Oxfam - Mapping Our World: Home | Where Do I Fit? HSIE resources for Stage One teachers and students | Scoop.it
Lucy Baird's insight:

4. The previous three resources have served to introduce students to the concept of mapping, and common mapping and geography conventions. It is vital for teachers to spend adequate time on this stage of the learning process, as it is only through true comprehension of the basic facts, that students will be able to extend, transfer and abstract this knowledge.
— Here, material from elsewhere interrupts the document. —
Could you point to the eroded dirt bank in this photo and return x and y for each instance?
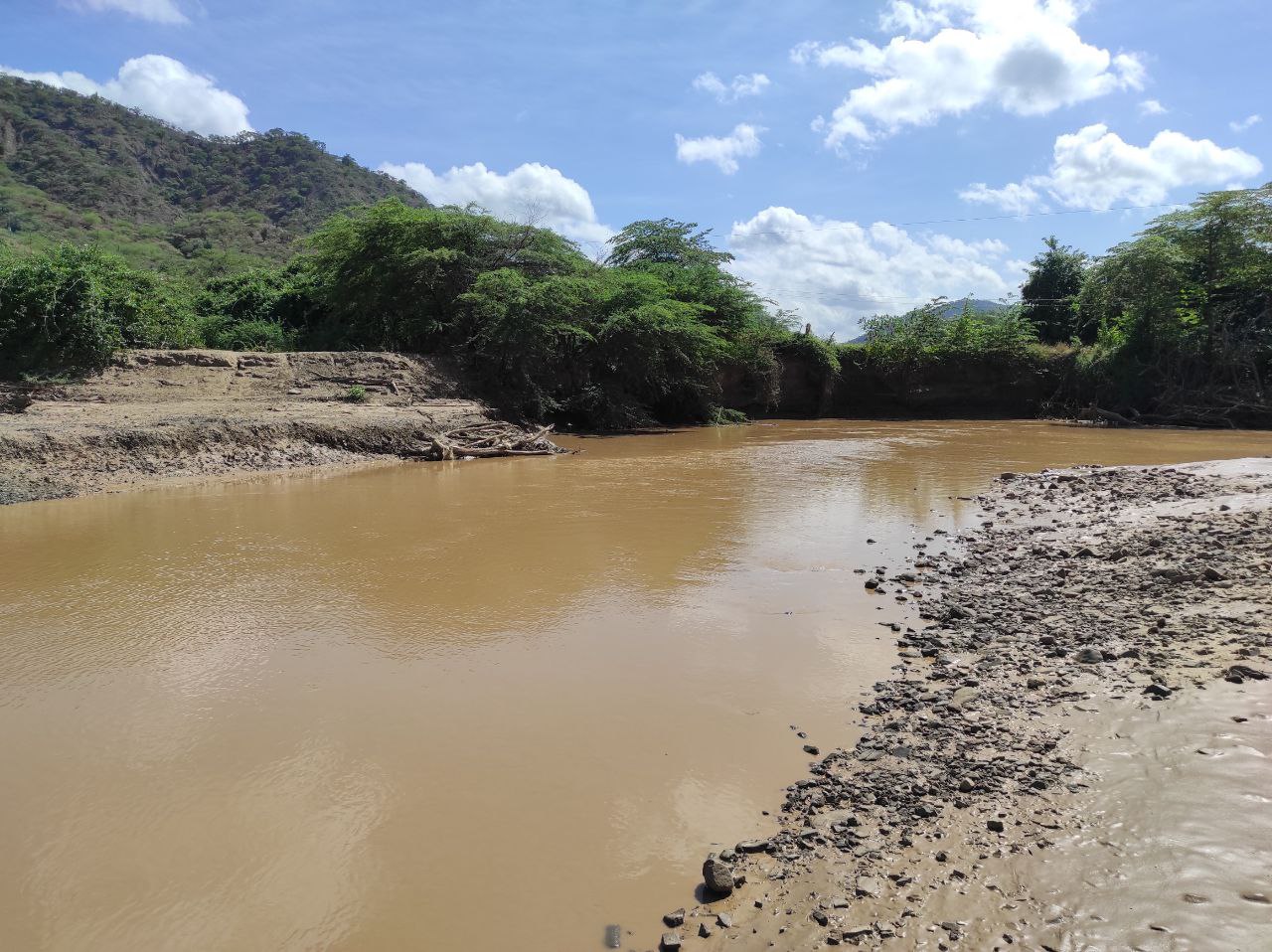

Links can be drawn between this process of learning, and students 'travelling up' the SOLO (Structure of the Observed Learning Outcome) Taxonomy (Biggs & Collis, 1982), from identifying and naming features of maps, to finally building up a skill set capable of producing maps, and hypothesising about geography more generally.

 

This website, created by Oxfam, provides an interactive means through which to explore the globe. The use of this website as a teaching tool would be greatly enhanced by the use of a number of globes and world maps in the classroom (perhaps one of each per table group), to make the content more tactile and engaging. Initially, the website asks students to count how many continents they can see, when viewing the globe from one, fixed perspective. Then students are able to tilt and rotate the globe, and are prompted to count again. By doing so, students can begin to understand how the globe is a representation of the Earth, and of 'flat' maps.

 

The real value of this website comes in the next step, when students can “flatten” the globe, and see it transformed from spherical to flat. Further, students are given a slide button, where they can view the map on a continuum from 'flat' map to globe. In this way, students can see what happens to the shape and size of countries and continents as this process occurs.

 

This website provides a powerful example of exactly how the globe is a representation of the Earth, and goes some way to achieving outcome ENS 1.5 in the NSW HSIE K-6 Syllabus for Stage One (Board of Studies, 2007, p. 30). It also provides a perfect way to introduce a discussion about people in other parts of the globe, thus employing somewhat of a global perspective when discussing studnets' place in the world. Further, the way it empowers and engages students in their own learning, allowing them to make geographical discoveries and links is invaluable. But most importantly, it's fun!

 

 

Biggs, J., & Collis, K. (1982). Evaluating the Quality of Learning: The SOLO taxonomy (structure of the observed learning outcome). New York, USA: Academic Press.

 

Board of Studies NSW. (2007). Human Society and Its Environment K-6 Syllabus. Sydney, Australia: Board of Studies NSW.